Kinar menerima tawaran menikah dari sang dokter untuk melunasi hutangnya pada pihak Bank. Sedangkan, dr. Raditya Putra Al-Ghifari, Sp. B menikahinya secara siri hanya untuk mendapatkan keturunan.
Awalnya Kinar menjalaninya sesuai tujuan mereka, tapi lambat laun ia mulai merasa aneh dengan kedekatan mereka selama masa pernikahan. Belum lagi kelahiran anak yang ia kandung, membuatnya tak ingin pergi dari sisi sang dokter.
Kemanakah kisah Kinar akan bermuara?
Ikuti Kisahnya di sini!
follow ig author @amii.ras
Karya ini diterbitkan atas izin NovelToon AmiRas, isi konten hanyalah pandangan pribadi pembuatnya, tidak mewakili NovelToon sendiri
Perhatian Ibu Mertua
Maaf hari ini cuma bisa up satu bab gaess 🙏 masih belum fit banget. nanti kalau sudah fit insha allah bakal up tiap hari doubel kok.
Happy Reading....
Pagi ini Dokter Radit sudah kembali untuk bekerja. Ada banyak tugasnya di rumah sakit, jadi ia tak bisa untuk libur lama-lama.
"Saya berangkat dulu!" pamit Dokter Radit pada Kinar ketika mereka selesai sarapan.
"Ehm, Mas tunggu!" cegah Kinar pada Dokter Radit yang hendak membuka pintu apartemen mereka.
Dokter Radit berbalik badan, sehingga kini ia berhadapan dengan Kinar.
"Aku boleh ke supermarket ikut Bi Isah gak?" ucap Kinar menatap penuh harap pada Radit.
"Istirahat!" sahut lelaki itu tetap datar. Kinar sudah terbiasa.
"Aku sudah sehat kok, Mas. Aku mau olahraga badan juga masa tiduran terus. Boleh, ya!" ucap Kinar memohon, mengerjap-ngerjapkan matanya polos.
"Hem!" sahut Dokter Radit
"Ham hem ham hem aja sih, saya mana paham, Mas!" Kinar memberengut kesal.

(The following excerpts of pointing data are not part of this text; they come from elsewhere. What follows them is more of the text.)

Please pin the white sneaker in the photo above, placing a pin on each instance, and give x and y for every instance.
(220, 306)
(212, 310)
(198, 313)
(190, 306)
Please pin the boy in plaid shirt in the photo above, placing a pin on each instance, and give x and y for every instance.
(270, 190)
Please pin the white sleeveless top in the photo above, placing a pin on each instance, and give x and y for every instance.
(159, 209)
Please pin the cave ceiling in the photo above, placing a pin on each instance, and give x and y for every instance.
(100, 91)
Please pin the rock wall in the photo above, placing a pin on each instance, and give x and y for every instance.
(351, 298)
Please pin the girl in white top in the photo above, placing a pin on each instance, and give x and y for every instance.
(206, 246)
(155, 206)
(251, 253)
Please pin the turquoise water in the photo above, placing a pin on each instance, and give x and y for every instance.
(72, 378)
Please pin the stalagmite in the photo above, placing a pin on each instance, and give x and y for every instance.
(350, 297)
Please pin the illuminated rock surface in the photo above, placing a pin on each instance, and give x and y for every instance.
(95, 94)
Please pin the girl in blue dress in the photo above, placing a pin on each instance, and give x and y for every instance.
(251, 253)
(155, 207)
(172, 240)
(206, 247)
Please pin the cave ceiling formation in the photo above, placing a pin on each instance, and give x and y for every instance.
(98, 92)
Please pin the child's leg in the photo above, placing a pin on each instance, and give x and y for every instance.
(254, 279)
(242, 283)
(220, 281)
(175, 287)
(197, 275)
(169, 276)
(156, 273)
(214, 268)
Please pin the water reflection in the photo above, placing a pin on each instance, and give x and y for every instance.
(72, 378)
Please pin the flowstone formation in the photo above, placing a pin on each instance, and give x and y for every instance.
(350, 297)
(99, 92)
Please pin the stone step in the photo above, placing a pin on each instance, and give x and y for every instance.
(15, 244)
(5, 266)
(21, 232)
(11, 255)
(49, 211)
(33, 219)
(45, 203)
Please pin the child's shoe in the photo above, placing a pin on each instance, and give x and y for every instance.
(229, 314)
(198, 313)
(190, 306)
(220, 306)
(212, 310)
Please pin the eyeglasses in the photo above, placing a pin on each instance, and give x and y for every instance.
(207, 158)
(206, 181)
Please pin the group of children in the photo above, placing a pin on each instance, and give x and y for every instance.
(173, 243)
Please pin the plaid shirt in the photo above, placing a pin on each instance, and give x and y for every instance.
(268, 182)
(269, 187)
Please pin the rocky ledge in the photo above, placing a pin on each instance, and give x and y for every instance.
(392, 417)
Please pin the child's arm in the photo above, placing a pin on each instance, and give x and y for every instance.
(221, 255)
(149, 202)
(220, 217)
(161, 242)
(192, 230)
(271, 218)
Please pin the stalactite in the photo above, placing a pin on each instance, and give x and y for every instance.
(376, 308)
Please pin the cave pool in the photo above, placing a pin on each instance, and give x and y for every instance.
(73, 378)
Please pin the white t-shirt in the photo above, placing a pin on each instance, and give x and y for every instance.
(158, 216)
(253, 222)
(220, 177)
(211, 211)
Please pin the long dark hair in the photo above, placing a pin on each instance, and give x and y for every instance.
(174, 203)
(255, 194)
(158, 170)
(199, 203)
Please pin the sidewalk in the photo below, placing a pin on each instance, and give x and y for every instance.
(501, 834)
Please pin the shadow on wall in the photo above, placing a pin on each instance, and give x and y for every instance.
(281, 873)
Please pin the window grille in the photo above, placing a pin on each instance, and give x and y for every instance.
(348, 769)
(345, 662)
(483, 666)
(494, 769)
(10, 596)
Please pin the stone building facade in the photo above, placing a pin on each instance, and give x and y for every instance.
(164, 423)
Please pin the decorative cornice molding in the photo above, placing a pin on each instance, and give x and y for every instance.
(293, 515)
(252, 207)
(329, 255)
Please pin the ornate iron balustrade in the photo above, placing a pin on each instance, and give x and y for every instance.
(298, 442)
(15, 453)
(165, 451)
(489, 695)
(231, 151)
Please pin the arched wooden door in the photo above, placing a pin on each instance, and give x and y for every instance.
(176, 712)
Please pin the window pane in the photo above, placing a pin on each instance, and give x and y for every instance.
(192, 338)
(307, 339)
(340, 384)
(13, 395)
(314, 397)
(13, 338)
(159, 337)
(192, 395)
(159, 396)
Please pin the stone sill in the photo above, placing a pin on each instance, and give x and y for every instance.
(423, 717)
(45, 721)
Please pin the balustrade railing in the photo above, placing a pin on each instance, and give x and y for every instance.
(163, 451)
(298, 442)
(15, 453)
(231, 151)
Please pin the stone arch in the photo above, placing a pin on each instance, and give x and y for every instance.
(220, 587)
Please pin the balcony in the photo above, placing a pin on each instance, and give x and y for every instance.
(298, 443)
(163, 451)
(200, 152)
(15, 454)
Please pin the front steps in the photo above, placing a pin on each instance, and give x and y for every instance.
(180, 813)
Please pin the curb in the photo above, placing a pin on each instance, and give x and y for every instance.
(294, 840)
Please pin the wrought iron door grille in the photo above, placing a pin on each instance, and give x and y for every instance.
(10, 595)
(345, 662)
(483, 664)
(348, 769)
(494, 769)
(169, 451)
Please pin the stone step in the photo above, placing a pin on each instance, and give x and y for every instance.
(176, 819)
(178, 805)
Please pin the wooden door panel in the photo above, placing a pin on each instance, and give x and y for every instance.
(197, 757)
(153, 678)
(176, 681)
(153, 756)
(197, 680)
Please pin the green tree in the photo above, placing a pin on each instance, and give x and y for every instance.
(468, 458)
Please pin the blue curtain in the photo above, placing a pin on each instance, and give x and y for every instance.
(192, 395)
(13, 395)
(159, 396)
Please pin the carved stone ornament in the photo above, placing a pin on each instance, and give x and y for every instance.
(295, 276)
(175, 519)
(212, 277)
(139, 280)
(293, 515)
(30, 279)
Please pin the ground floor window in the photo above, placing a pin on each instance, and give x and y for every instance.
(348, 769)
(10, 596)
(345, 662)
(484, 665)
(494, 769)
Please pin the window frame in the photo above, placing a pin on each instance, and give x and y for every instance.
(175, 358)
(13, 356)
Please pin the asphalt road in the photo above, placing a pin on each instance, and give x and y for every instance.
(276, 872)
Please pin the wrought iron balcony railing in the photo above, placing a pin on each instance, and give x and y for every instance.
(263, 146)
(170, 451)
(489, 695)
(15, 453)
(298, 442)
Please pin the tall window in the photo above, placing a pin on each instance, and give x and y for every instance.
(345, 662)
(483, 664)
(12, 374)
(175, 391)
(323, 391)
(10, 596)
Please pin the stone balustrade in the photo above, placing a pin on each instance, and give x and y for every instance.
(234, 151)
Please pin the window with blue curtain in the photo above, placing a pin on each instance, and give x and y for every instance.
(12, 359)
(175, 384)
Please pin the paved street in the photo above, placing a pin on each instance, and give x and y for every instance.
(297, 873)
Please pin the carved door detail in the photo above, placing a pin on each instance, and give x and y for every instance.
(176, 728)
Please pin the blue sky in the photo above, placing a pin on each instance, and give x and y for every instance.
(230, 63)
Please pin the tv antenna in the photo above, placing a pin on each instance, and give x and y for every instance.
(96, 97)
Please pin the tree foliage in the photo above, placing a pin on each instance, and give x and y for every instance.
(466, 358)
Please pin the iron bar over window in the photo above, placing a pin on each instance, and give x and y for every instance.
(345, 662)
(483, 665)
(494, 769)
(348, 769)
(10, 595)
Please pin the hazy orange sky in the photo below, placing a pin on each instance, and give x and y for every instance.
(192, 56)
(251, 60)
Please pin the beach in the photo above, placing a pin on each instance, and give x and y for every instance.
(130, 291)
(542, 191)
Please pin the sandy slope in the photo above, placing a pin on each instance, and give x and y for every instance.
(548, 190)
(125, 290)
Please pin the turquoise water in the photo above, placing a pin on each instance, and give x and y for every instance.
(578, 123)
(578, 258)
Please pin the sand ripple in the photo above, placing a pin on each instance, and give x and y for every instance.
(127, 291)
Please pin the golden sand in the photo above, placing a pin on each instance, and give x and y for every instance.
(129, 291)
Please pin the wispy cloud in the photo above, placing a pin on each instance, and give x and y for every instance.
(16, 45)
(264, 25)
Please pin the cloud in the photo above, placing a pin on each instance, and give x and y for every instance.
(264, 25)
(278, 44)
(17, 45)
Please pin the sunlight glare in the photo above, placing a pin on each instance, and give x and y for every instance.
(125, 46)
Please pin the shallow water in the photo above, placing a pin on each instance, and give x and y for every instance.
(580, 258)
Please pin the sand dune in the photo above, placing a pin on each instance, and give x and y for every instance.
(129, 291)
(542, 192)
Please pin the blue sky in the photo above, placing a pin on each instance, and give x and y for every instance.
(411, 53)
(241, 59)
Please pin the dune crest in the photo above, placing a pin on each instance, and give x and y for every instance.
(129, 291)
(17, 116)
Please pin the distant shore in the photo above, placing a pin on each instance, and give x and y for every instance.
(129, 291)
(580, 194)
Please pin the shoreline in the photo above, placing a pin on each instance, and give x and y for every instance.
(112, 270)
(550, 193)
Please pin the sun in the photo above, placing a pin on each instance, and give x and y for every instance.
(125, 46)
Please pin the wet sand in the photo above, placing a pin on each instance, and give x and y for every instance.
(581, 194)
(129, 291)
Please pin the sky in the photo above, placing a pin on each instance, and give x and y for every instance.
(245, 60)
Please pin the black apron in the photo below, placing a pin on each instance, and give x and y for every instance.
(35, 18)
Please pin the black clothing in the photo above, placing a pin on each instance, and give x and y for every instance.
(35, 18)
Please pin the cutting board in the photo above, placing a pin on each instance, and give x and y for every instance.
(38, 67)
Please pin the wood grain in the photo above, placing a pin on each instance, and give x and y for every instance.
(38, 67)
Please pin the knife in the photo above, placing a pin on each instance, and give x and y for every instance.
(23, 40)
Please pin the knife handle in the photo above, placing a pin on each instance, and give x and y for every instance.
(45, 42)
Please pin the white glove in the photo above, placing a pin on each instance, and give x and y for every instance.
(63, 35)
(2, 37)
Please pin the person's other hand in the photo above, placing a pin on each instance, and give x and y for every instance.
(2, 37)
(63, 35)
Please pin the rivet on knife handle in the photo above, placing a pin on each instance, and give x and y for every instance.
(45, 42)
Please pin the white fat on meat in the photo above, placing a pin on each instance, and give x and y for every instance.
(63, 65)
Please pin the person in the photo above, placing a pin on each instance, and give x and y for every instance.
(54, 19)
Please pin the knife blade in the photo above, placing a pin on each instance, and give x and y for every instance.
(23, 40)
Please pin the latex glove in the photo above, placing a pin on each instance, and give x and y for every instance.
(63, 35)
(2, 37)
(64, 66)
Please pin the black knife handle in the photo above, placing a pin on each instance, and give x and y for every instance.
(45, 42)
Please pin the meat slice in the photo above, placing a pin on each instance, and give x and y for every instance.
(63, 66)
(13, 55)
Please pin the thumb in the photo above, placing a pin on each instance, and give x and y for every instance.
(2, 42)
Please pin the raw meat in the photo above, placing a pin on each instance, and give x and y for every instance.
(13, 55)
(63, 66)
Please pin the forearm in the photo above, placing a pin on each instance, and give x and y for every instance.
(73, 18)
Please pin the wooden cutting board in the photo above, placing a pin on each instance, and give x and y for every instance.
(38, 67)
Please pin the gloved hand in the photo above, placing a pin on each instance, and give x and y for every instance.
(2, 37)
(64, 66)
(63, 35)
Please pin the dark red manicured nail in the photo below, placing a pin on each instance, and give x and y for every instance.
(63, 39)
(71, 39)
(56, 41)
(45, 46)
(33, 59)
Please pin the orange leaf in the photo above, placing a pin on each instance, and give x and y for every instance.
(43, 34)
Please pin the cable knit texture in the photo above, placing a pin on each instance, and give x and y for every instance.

Dokter Radit menghele napas, menfangguk singkat.
"Iya, boleh."
"Yeay, terima kasih, Mas!" Kinar berseru senang. Tanpa sadar ia mengecup pipi lelaki itu dan berlalu masuk ke kamar mereka, meninggalkan Dokter Radit yang mematung linglung.
"Sudah berani dia!" gumam dokter Radit sebelum kekuar dari apartemen dengan senyum tipis.
...*****...
Kinar dan Bi Isah berangkat ke supermarket diantar oleh Pak Beni atas titah Dokter Radit. Kinar sedang duduk di bangku besi depan supermarket. Tadi, ia izin keluar sebentar pada Bi Isah untuk menerima telepon dari Bibinya.
"Suster Kinar!"
Kinar yang sedang memasukkan handphone ke dalam tas slempangnya menoleh pada sumber suara.
"Eh, Ibu Sonia! Maaf, ada apa, Bu?" ucap Kinar kaget menatap wanita baya yang berdiri di hadapannya.
"Kamu suka ngemil apa?" tanya Ibu Sonia tiba-tiba.
"Hah? Eh, maaf Bu maksudnya gimana?" Kinar tak mengerti maksud ucapan Ibu Sonia.
"Saya mau beliin. Kamu suka nyemil apa?" tanya Ibu Sonia lagi. Tatapan wanita baya itu intens memindai wajah dan perut Kinar.
"Eh, gak usah, Bu. Saya beli sendiri kok!" tolak Kinar halus.
"Saya mau beliin sebagai permintaan maaf saya. Jangan menolak!" Ibu Sonia berucap tegas. Kunar jadi gak bisa menolak.
"Ehm saya suka ngemil yang pedas-pedas, Bu." Kinar menyahut sungkan akhirnya.
"Yang pedas-pedas? Kamu lagi hamil loh, gak boleh makan pedas banyak-banyak. Nyemil yang lain aja!" ucap Ibu Sonia dengan netra mendelik tajam pada Kinar. Duh, Kinar jadi malu karena beberapa orang yang lewat memperhatikan mereka.
"Saya suka nyemil yang asin-asin, Bu. Gak terlalu suka manis." Kinar segera menyahut.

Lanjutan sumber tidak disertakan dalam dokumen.